# Scout in the Field (Pics)



## K9-Design (Jan 18, 2009)

Cute stuff! Scout is adorable.


----------



## mylissyk (Feb 25, 2007)

Lovely, nothing better than seeing them do what they were bred for!


----------



## AmberSunrise (Apr 1, 2009)

What great pictures!


----------



## hollyk (Feb 21, 2009)

I guess Scout does not like the paparazzi.


----------



## GoldenSail (Dec 30, 2008)

Two steps forward-one step back. Feels like my field training! After taking a 3 week break from drills (bitch in heat) we are back on it. I decided to take a step backward and simplify things for Scout. I bought a pole with a flag to identify the back pile AND I moved it up to 60 yards. I also started to identify the pile by throwing a bumper to it again if she was not looking. Helped a lot and we have a dog that is looking out and running with momentum. So, I think we will save the 100 yard back pile for the double t.

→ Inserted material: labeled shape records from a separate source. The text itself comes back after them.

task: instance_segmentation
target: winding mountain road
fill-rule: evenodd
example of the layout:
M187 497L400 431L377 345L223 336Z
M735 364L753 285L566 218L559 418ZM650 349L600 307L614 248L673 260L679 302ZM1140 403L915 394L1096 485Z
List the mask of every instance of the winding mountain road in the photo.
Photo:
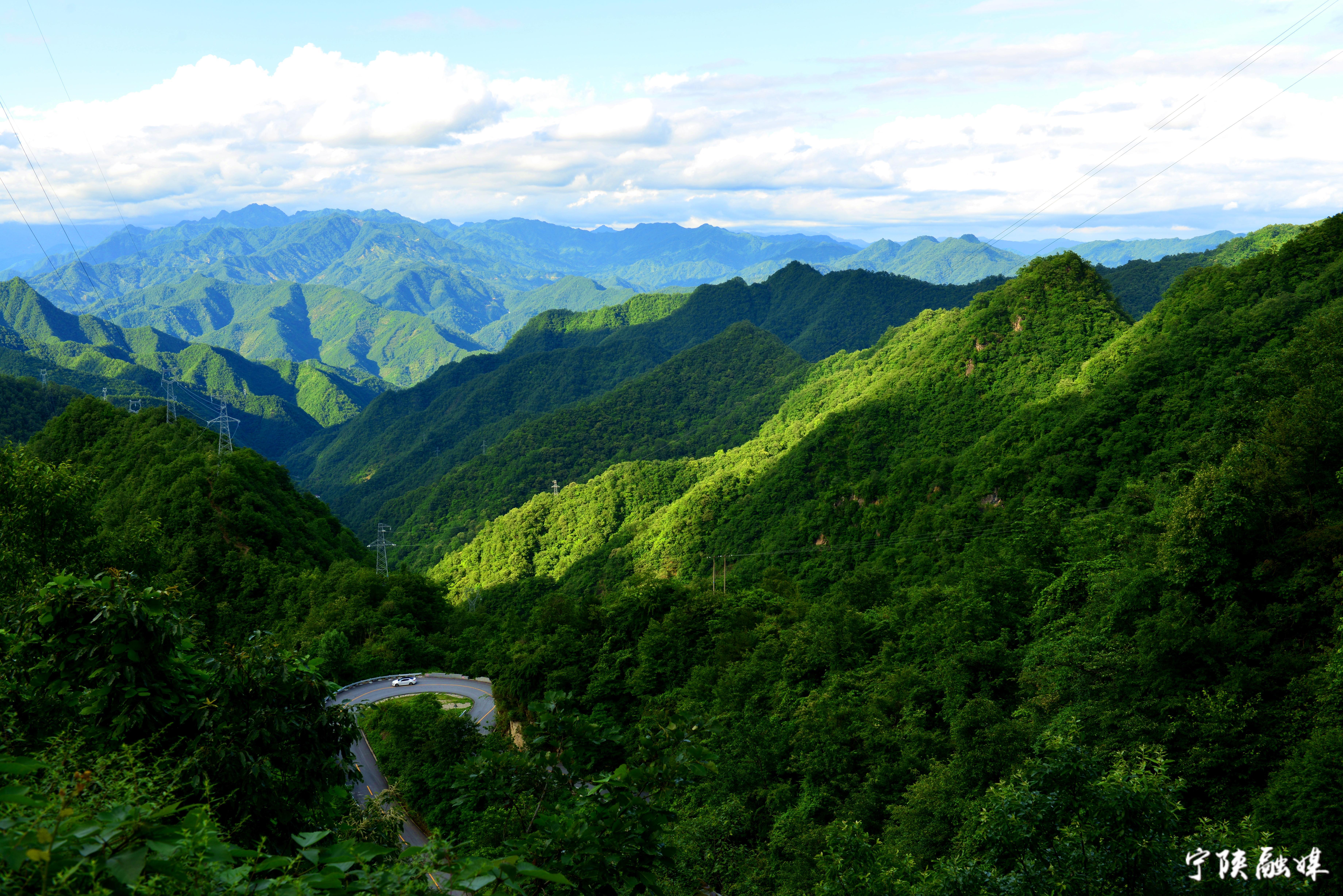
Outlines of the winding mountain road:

Speaking of which, what is a good indicator you are ready to move on to that? Scout is starting to do really well again with the shorter back pile and the identifying stake. She's casting well, her sits are just a hair loopy not bad and I do not think I want to nitpick those. I know I need to introduce the here cast soon, and probably spend a few days making sure all her casts are smooth. And of course I want to have more repetitions of looking out.

EDIT: I am thinking of trying to video our t one of the next sessions we do...


----------